Our data therefore lend no support for the idea that postcopulatory sexual selection shapes male genital morphology, at least when considering solicited copulations. However, our recent intraspecific comparative work on natural guppy populations suggests that male genital morphology may play a role in mediating the success of unsolicited copulations [12]. In that study we found that the size and shape of the distal tip of the gonopodium (as measured in the present study) were significant predictors of genital contacts and sperm transferred during forced copulations [12], leading us to speculate that postcopulatory sexual selection, mediated by sexual conflict, may explain differences in male genital shape in populations that differ in the level of forced matings. Indeed, these previous findings support a general pattern reported among poeciliid fishes in which males in species that possess relatively longer gonopodia tend to rely more (or exclusively) on forced copulations [35]–[36]. Thus, postcopulatory sexual selection may yet explain variation in male genital traits (both intra- and interspecific variation), but these effects may be manifested through the influence of male genital shape on the success of forced matings, not consensual matings as measured here. We have yet to determine whether male genital morphology predicts paternity success following successive forced matings to test this idea vigorously, although we note that obtaining such data presents a special challenge as ‘successful’ forced copulations are hard to obtain.

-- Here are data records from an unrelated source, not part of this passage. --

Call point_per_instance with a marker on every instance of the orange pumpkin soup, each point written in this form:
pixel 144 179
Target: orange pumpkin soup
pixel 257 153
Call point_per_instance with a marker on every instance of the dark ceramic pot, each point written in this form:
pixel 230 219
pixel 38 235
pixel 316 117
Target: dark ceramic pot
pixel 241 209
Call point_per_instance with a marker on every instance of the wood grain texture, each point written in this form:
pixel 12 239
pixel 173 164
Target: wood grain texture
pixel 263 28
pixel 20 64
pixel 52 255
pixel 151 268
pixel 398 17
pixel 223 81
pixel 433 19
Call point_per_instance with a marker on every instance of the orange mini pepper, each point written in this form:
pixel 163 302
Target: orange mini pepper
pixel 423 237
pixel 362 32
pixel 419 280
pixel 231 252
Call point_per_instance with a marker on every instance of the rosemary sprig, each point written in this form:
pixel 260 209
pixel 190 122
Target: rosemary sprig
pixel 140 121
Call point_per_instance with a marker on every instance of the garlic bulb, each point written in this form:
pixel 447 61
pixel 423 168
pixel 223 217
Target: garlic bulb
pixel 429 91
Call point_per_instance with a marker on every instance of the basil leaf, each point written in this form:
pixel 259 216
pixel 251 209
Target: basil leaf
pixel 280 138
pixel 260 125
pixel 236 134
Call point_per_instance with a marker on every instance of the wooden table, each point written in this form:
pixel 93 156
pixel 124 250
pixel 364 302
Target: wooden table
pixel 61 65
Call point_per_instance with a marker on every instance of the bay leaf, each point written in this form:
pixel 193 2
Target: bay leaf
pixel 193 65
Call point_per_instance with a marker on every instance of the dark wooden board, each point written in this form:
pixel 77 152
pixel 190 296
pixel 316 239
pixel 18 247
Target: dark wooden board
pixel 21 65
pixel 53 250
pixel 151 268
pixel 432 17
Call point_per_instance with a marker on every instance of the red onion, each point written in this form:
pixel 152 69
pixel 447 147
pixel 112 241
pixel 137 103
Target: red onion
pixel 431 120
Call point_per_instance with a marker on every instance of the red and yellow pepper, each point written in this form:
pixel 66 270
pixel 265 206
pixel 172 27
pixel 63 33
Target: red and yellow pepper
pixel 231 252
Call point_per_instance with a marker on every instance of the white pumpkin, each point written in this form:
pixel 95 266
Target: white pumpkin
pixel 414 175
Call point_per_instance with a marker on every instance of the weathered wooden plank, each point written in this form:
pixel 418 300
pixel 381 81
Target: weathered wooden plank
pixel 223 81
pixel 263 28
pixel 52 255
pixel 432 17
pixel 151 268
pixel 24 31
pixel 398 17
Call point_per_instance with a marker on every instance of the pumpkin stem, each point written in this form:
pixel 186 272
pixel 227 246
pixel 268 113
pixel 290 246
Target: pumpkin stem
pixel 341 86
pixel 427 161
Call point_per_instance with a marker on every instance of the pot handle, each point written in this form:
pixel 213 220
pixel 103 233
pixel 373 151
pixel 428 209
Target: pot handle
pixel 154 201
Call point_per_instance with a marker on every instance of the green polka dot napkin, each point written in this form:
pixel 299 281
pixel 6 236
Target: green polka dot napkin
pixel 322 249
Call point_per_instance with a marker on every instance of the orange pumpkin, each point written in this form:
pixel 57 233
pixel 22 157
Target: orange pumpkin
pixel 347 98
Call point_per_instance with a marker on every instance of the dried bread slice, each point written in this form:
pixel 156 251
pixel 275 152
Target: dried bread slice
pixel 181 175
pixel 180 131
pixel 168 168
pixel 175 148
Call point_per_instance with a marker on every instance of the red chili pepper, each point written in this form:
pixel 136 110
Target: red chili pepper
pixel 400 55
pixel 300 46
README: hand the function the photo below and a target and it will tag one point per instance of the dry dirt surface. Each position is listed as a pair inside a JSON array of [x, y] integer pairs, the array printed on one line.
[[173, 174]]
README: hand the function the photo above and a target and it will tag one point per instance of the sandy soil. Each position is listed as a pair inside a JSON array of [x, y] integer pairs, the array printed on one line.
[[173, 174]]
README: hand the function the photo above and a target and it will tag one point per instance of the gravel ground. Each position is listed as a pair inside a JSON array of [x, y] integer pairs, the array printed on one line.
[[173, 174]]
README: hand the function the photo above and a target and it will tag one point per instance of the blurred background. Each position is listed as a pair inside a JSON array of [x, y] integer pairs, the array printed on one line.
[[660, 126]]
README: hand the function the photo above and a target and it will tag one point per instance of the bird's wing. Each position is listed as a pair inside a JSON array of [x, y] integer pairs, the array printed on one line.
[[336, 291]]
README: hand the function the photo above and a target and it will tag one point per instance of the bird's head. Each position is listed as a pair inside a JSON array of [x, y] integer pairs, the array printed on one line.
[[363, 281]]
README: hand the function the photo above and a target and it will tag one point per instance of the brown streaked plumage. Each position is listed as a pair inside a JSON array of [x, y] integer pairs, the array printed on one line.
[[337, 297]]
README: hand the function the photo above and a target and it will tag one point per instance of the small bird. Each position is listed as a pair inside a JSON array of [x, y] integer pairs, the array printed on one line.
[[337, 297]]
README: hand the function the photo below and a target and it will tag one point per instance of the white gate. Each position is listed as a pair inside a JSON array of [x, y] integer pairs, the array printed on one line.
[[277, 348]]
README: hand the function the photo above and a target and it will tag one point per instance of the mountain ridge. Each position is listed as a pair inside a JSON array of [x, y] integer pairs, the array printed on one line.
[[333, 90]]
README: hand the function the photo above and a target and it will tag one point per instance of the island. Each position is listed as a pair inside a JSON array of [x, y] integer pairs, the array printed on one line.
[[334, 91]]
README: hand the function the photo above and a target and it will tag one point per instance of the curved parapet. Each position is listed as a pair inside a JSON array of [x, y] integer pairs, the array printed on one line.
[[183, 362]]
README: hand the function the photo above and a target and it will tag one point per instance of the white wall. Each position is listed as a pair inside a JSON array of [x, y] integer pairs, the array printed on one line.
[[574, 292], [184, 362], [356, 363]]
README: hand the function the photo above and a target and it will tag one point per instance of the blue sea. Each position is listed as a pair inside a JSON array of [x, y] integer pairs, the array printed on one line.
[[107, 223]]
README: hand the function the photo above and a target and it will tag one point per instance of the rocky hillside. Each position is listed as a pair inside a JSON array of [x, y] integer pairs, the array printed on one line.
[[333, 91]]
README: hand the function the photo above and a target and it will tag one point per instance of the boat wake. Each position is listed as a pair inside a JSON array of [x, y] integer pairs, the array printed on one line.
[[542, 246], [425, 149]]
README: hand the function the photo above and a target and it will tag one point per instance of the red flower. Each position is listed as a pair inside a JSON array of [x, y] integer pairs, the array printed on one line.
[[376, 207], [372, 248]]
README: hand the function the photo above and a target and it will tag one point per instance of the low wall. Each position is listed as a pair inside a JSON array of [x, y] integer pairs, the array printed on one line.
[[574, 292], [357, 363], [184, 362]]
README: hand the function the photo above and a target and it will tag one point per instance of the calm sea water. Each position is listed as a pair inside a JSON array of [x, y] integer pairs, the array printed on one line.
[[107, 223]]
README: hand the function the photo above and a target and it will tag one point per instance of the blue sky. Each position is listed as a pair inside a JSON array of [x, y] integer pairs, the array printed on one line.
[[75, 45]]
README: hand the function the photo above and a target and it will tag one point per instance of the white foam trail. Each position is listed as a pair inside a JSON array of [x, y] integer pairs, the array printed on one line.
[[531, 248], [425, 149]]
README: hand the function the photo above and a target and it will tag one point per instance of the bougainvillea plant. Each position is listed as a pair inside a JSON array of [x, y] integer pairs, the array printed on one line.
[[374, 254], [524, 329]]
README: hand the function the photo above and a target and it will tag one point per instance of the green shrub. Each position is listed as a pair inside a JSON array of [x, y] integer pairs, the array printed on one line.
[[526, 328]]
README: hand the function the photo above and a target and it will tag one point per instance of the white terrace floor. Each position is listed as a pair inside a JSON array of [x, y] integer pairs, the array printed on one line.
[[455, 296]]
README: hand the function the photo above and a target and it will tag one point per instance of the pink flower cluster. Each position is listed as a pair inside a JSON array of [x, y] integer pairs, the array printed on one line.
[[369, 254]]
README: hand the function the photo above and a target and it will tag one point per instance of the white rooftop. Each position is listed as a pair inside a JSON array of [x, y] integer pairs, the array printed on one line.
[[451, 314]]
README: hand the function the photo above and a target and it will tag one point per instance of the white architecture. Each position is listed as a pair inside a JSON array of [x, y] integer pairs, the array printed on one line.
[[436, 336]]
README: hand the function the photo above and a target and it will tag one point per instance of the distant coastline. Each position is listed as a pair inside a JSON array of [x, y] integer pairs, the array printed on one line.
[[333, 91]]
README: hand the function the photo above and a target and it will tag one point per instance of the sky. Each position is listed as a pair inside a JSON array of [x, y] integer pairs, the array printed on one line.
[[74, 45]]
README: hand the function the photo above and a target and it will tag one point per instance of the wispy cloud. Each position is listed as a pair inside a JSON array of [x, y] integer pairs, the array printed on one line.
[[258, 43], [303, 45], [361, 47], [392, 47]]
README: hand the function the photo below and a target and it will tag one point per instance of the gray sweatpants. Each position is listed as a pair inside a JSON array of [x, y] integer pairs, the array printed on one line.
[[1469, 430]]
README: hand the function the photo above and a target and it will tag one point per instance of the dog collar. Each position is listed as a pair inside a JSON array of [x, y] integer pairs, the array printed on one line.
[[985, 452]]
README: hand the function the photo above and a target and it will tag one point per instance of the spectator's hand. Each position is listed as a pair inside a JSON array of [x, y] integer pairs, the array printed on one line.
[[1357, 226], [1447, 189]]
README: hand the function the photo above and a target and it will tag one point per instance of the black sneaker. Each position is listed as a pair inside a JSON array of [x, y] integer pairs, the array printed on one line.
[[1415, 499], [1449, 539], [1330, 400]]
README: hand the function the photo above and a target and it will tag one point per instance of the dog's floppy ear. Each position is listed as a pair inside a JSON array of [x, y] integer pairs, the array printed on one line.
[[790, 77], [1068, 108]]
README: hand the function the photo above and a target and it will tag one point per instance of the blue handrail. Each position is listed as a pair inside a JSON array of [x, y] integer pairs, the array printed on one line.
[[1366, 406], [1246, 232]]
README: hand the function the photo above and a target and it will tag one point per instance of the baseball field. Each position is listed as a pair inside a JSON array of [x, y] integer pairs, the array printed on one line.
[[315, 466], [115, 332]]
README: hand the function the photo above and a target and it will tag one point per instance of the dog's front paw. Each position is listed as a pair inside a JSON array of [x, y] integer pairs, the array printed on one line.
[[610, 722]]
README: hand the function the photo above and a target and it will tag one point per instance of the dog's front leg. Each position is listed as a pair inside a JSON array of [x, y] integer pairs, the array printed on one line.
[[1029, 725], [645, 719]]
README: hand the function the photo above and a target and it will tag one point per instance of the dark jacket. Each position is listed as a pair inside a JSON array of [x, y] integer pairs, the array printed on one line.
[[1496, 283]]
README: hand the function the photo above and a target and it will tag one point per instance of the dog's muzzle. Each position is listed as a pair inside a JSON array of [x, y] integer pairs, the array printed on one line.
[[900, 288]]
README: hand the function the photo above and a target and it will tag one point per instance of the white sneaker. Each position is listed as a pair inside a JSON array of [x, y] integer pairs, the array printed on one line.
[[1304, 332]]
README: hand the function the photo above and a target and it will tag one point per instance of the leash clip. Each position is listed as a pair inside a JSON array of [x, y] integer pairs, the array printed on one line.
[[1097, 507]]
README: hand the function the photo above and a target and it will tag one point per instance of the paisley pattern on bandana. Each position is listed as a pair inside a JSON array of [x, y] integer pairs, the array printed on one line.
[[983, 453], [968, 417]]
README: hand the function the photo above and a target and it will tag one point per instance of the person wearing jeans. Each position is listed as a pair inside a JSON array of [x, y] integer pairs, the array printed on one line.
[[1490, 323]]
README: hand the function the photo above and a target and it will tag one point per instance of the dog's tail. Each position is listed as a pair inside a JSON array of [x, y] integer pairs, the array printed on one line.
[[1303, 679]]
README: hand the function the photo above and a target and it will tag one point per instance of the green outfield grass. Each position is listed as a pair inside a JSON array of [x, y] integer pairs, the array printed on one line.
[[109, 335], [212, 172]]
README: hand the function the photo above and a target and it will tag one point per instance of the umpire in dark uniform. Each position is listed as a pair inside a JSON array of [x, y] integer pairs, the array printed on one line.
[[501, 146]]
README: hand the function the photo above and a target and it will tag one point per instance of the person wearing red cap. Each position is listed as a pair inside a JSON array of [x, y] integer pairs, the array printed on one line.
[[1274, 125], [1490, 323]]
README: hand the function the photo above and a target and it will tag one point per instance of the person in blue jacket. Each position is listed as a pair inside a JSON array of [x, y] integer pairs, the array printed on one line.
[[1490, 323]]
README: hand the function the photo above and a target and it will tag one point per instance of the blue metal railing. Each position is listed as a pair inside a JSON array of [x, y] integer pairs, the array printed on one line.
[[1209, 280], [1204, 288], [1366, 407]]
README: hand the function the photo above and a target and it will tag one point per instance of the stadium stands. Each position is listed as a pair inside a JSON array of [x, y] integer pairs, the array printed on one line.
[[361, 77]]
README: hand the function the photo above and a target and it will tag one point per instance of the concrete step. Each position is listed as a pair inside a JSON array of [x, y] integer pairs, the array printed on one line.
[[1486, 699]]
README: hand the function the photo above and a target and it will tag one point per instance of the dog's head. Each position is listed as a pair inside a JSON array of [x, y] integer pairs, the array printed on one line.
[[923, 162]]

In summary, our findings provide no evidence that either pre- or postcopulatory sexual selection shape male genital morphology in the population used in this study. Taken in conjunction with our recent work [12], however, we suggest that sexual conflict may be a more potent broker of sexual selection on genital morphology in this species. Further studies, ideally manipulative (e.g. [37]), are needed to understand how variation in male genital shape mediates sperm transfer during forced copulations, and to confirm the lack of influence on gonopodium size on female premating choice during consensual matings.